The next evening Charlie Mike and I listened to the top 40 on KOMA and still boiled with pent-up anger at the injustices we cannot overcome. I wonder where some people are and how they are.  I wrote "Please God, may  this is the last New Year's I spend in this miserable hovel of a house in this ugly dump of a god-forsaken town."  What had gone so wrong the last day or two that I felt this way, I did not record. Perhaps that was for the best. Something must have happened or been said though, to awaken such bitterness. 

I fixed two skirts of Mom, didn't feel like  working on my simple dress or other projects. We played some records earlier and finally gave up the 'watch party' at 11:00 and went to bed. I drifted off to sleep with "These boots are made for walking" echoing lazily through the hallways of my weary mind. Nothing too fab about 1966; it is going and I am glad. I got a black eye, a few kisses, saw some beloved critters pass, finally changed my life in a huge way. It's over. That's enough. 

Indeed this was the last Christmas/New Year's I spent in Clarkdale although the final departure did not occur until the next late summer & fall. The next winter holiday--1967--I was back in Sacramento in a weird sort of deja vu. Again I left Flagstaff in the snow on the train and on December 16.  None of the family except me was in Arizona at that point as I will explain when the time comes. Rather than stay in Flag virtually alone for two weeks or more, I went back to visit the California Morgans with whom Charlie Mike was already staying at that time. All of that seems so remote and unreal now, looking back so very far.
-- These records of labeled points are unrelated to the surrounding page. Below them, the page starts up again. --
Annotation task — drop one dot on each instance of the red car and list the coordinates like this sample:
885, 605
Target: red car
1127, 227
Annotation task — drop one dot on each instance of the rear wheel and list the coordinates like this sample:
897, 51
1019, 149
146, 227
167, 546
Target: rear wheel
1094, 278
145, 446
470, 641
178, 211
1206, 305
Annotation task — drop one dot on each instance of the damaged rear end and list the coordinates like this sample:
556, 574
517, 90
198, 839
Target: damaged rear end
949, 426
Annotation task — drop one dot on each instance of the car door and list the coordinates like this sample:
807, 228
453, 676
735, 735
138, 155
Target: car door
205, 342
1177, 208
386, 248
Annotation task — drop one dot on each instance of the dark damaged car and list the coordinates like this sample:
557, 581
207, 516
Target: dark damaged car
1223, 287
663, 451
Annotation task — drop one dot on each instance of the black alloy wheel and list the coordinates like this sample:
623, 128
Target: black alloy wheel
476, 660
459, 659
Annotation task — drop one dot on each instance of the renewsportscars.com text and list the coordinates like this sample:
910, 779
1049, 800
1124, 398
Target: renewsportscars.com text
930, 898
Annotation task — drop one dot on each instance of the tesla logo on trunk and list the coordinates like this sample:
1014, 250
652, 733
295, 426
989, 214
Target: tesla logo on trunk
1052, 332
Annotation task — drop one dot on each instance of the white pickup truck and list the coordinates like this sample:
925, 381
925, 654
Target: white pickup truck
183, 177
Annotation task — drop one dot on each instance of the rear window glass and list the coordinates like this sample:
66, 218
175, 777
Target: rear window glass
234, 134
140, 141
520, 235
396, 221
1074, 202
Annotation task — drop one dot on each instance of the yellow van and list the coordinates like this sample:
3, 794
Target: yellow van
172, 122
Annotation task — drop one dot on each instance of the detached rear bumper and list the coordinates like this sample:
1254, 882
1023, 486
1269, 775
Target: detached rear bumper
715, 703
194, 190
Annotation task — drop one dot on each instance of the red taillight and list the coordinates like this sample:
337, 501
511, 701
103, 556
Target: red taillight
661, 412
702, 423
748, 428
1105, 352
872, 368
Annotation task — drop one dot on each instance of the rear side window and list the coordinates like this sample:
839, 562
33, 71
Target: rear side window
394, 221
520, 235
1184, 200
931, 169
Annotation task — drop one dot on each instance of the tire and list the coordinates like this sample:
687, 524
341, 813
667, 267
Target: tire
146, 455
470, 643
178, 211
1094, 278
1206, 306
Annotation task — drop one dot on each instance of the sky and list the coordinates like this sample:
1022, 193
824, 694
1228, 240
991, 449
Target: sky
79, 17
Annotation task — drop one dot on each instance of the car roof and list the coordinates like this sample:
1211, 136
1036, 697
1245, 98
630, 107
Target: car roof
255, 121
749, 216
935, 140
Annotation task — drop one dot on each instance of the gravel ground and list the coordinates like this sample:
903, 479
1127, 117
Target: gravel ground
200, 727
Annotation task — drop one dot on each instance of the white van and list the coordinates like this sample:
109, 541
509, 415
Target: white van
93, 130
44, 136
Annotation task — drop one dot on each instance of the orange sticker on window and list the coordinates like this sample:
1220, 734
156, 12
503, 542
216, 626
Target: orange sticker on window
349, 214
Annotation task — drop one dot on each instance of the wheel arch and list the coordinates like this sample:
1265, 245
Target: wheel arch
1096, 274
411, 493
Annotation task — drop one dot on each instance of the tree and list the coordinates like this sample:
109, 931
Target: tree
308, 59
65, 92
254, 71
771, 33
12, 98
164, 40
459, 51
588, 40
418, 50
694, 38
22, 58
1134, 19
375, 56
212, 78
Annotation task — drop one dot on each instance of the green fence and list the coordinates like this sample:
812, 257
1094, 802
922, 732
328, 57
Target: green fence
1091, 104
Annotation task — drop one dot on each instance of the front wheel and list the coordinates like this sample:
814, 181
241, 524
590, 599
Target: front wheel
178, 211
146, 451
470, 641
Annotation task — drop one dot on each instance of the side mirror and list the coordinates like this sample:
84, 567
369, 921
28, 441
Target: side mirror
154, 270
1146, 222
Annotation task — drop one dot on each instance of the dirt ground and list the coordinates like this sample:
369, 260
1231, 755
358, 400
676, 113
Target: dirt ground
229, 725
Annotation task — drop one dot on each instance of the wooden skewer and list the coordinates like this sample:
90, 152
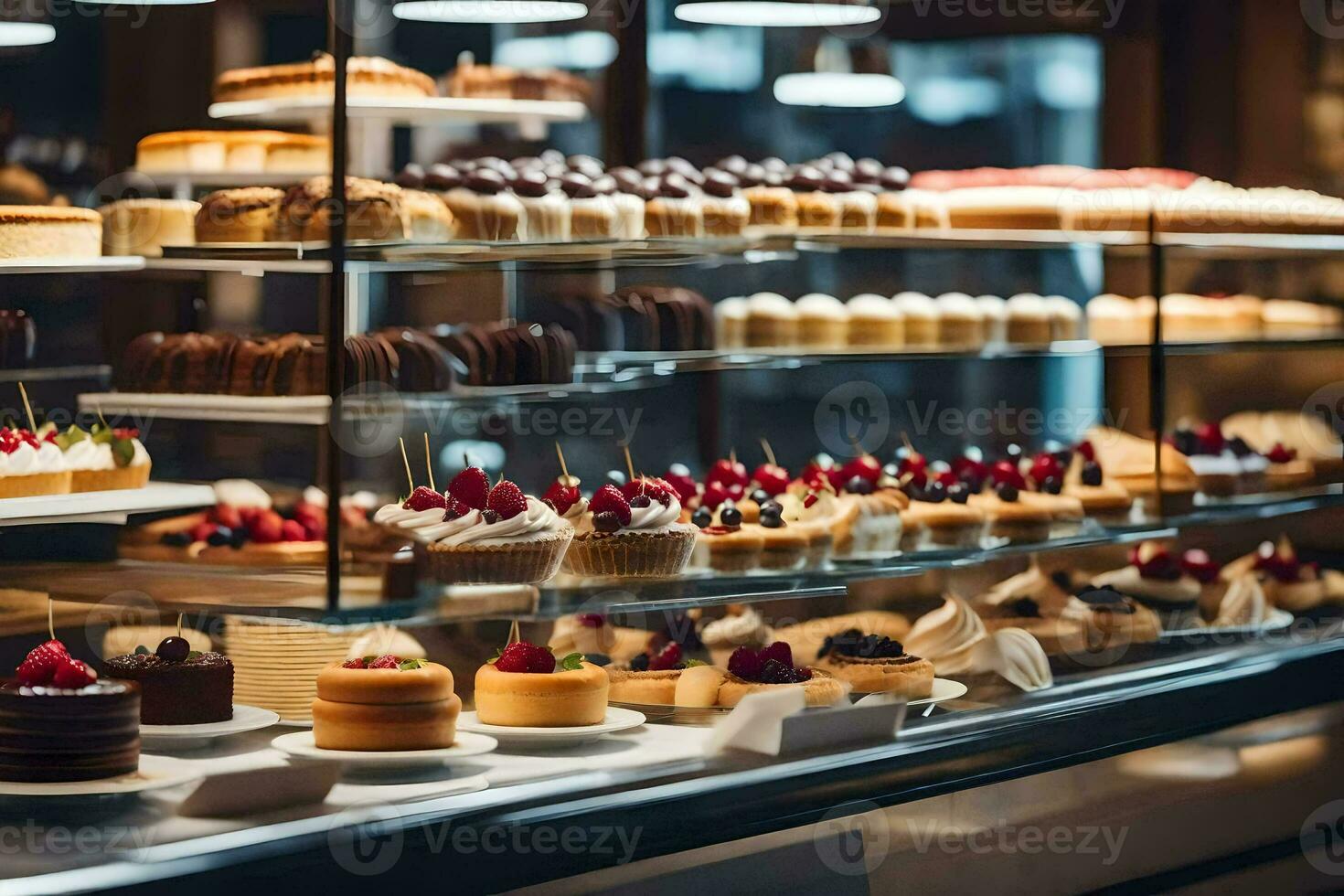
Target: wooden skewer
411, 480
33, 423
429, 464
769, 454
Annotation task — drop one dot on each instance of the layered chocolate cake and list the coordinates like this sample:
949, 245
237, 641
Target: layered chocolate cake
17, 338
179, 686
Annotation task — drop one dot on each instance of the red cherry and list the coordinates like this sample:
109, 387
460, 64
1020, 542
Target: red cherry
729, 473
772, 478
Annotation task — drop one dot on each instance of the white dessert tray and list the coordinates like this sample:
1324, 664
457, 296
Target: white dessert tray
156, 773
617, 719
402, 111
300, 743
103, 507
186, 736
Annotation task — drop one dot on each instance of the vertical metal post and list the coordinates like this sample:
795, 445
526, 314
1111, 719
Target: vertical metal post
342, 43
1157, 360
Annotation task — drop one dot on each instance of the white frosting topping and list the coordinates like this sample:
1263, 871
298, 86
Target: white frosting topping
1017, 656
240, 493
948, 635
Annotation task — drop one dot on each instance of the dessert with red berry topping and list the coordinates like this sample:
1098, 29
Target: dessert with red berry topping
1155, 577
103, 458
726, 541
385, 703
527, 687
772, 667
31, 465
874, 664
651, 677
60, 723
177, 686
634, 536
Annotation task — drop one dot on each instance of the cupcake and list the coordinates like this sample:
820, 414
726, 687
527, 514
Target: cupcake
546, 211
1029, 320
741, 629
726, 211
772, 321
483, 208
632, 536
675, 208
921, 318
875, 323
960, 321
823, 321
592, 214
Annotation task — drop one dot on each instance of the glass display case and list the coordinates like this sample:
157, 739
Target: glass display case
1105, 511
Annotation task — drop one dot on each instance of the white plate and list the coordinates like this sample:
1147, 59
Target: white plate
615, 720
943, 689
300, 743
245, 719
156, 773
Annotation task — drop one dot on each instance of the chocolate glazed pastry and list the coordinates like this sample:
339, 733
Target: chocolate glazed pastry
17, 338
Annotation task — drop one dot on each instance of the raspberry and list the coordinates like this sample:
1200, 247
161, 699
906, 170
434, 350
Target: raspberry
609, 498
42, 663
471, 486
425, 498
507, 500
73, 673
667, 658
522, 656
293, 531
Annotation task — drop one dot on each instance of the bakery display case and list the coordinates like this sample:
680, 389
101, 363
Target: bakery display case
539, 493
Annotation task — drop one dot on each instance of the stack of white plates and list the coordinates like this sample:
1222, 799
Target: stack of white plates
276, 663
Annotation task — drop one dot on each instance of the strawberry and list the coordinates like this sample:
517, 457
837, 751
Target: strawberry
609, 498
73, 673
202, 531
266, 527
471, 486
522, 656
507, 500
228, 516
42, 663
425, 498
I am not sure I can find any relevant photographs. We certainly took none of that holiday at the time. I may find some older ones that are not too mismatched but perhaps this will just be a dull text only post? Dull they say with no illustrations Didn't Lewis Carroll's Alice say that one time? .
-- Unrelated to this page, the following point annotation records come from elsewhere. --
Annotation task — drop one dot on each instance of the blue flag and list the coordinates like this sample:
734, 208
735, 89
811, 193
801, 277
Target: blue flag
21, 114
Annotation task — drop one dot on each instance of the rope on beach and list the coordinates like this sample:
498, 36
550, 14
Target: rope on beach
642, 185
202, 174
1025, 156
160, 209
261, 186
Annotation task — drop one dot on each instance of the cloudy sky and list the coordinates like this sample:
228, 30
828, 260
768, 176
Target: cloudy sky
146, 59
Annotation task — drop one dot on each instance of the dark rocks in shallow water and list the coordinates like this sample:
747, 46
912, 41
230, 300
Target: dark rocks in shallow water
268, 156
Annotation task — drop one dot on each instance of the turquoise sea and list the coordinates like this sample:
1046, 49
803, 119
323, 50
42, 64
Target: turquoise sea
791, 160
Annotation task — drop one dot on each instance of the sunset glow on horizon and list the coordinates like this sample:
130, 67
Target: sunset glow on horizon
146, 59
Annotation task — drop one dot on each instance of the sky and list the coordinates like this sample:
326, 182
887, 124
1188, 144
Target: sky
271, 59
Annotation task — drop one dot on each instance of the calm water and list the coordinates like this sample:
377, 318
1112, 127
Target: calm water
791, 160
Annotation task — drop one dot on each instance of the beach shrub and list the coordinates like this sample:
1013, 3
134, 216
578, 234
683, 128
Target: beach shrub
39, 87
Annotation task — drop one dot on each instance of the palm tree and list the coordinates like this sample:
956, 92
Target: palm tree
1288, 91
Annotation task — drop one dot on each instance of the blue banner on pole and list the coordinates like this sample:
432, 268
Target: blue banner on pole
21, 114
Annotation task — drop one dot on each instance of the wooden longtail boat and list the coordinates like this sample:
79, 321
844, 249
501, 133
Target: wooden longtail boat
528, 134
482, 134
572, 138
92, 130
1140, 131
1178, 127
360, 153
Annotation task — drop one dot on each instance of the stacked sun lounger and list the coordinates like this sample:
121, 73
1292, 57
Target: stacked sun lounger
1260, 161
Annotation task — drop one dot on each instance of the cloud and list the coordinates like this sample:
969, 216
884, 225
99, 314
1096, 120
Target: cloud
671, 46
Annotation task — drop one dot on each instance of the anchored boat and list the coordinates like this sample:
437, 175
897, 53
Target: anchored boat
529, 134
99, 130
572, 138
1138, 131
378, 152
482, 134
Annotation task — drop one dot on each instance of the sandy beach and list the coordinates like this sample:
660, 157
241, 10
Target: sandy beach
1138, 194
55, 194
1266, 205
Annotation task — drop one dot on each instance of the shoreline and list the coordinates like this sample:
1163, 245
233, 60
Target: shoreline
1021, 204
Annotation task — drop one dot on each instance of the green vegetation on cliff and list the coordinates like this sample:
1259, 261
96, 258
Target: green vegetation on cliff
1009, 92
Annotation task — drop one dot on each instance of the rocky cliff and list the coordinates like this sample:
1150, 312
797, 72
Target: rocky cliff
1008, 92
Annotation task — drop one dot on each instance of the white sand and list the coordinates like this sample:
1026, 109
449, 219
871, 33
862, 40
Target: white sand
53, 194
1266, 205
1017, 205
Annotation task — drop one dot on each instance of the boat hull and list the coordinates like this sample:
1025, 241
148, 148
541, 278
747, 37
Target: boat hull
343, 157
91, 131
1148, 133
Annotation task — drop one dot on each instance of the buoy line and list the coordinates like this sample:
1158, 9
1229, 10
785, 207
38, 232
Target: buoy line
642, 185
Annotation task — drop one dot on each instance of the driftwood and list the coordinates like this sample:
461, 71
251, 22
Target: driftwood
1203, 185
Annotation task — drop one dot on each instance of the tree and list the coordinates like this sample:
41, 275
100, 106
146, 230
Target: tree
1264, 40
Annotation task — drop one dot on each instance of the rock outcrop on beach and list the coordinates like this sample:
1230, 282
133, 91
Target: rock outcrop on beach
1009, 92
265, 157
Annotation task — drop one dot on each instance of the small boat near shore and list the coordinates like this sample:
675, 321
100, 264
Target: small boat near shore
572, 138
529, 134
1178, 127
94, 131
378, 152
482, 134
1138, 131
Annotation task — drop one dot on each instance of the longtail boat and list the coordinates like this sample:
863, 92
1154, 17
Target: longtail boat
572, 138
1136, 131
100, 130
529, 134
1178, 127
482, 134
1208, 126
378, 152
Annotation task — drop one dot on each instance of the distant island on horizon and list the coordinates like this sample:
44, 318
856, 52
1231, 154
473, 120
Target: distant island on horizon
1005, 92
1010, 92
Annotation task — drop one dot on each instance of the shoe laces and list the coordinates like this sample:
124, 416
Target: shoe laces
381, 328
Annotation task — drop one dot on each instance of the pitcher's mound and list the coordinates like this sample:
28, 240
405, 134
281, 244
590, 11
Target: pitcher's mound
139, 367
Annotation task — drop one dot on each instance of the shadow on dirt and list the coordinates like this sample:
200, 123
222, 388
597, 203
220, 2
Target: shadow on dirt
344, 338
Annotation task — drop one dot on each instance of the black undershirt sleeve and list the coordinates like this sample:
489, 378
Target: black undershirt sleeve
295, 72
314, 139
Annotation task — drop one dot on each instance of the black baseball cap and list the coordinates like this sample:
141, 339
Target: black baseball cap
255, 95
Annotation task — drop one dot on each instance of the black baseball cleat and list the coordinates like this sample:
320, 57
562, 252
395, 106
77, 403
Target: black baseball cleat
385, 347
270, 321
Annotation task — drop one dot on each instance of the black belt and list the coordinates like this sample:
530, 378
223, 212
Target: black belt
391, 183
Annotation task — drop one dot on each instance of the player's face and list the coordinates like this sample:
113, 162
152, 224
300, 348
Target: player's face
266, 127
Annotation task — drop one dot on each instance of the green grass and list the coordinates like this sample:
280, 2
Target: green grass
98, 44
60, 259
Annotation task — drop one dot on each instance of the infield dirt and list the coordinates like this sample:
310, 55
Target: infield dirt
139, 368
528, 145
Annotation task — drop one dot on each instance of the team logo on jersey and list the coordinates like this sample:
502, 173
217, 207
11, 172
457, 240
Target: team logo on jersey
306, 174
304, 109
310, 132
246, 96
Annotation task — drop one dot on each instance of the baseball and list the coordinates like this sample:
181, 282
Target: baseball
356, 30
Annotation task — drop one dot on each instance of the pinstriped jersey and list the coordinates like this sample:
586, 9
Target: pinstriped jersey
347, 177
Okay, here we go to prevent that--sorta. Desolate Clarkdale, probably prior winter as the last smoke stack came down not long after I started up at NAU. Then  a couple of years earlier but snow and a glimpse of the plain little house we lived in. Charlie Mike was not looking happy; he very seldom did in those days. And last the canyon corrals in snow, again an earlier time. Remembering chores in bad weather--not so much anymore.